Ben told police they would regularly squabble about “silly little things” and said the argument that morning had been a 4 on a scale of 10.

He said: “I knew she had written something but I was not aware of what she had written.”

“She often used to scribble things on her arm, like pictures or notes.”

Estelle said in a statement read to the court that she had walked their family dogs with Bethany the previous evening and her daughter was happy, doing cartwheels and handstands as they chatted.

They had talked about how Bethany now spent more time in her room than she used to, and she’d answered: “Mom, I’m a teenager.”

She described Bethany as a “reliable and capable” girl with a lot of common sense.

Richard Fitton said his daughter had loved pony riding as a youngster and still slept with a comfort blanket despite beginning to fuss over hair and makeup like any normal teenage girl.

Richard said: “I cannot understand why Beth has done this.
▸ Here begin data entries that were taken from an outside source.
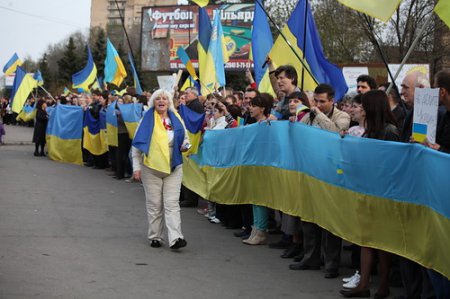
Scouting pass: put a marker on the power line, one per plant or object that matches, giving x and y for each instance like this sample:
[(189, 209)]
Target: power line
[(45, 18)]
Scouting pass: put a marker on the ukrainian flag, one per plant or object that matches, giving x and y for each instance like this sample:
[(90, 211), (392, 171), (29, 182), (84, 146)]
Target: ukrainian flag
[(131, 115), (64, 131), (194, 124), (217, 56), (38, 77), (204, 36), (86, 77), (137, 84), (396, 200), (12, 64), (114, 70), (94, 139), (111, 125), (262, 41), (28, 113), (322, 70), (22, 86)]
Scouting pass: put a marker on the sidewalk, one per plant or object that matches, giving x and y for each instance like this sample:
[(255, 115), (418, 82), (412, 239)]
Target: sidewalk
[(17, 135)]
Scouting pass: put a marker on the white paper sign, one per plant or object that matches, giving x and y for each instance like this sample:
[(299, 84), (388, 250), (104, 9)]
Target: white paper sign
[(407, 68), (352, 73), (426, 103), (167, 82)]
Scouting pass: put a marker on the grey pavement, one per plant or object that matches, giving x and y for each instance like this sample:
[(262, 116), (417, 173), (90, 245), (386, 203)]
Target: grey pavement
[(69, 231)]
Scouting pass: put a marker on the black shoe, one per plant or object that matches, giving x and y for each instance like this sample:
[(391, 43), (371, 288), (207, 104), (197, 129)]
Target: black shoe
[(282, 244), (241, 234), (332, 273), (180, 243), (302, 266), (291, 251), (355, 293), (188, 204), (155, 243)]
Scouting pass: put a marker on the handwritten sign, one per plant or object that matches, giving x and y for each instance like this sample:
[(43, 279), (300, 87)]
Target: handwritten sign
[(426, 102)]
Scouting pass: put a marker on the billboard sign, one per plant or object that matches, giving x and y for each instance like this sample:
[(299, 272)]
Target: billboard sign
[(165, 28)]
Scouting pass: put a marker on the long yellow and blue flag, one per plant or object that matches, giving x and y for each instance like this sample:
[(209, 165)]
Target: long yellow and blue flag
[(64, 131), (204, 36), (94, 139), (22, 86), (131, 115), (136, 83), (194, 124), (112, 130), (395, 201), (187, 62), (87, 76), (216, 57), (38, 77), (380, 9), (320, 69), (442, 9), (114, 70), (262, 41), (12, 64)]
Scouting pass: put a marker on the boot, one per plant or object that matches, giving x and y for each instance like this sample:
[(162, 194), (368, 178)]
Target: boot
[(258, 239)]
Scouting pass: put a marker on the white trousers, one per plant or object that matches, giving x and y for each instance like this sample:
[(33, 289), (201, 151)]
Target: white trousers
[(162, 191)]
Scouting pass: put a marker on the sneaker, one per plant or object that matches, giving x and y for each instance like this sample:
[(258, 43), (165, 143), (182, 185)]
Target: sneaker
[(214, 219), (352, 281)]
This is the last thing I ever expected to happen — it was out of the blue.”

Bethany’s school record showed she was “good” and “outstanding” in many subjects.

Her doctor told the inquest she was making that difficult transition between being a child and being an adult.

Pediatric pathologist Dr. Marta Cohen carried out a post-mortem and found Bethany suffered a heart attack due to hanging, causing hypoxia to the brain.

Assistant Coroner Peter Merchant said that although Bethany had hanged herself, she left no suicide note and he could not be satisfied she intended to take her own life.

He said that despite that morning’s argument and the message on her arm, Bethany and Ben were normal siblings.

Merchant said: “There is simply no explanation given to why Bethany would do what she did on that day.”

The coroner recorded an open verdict.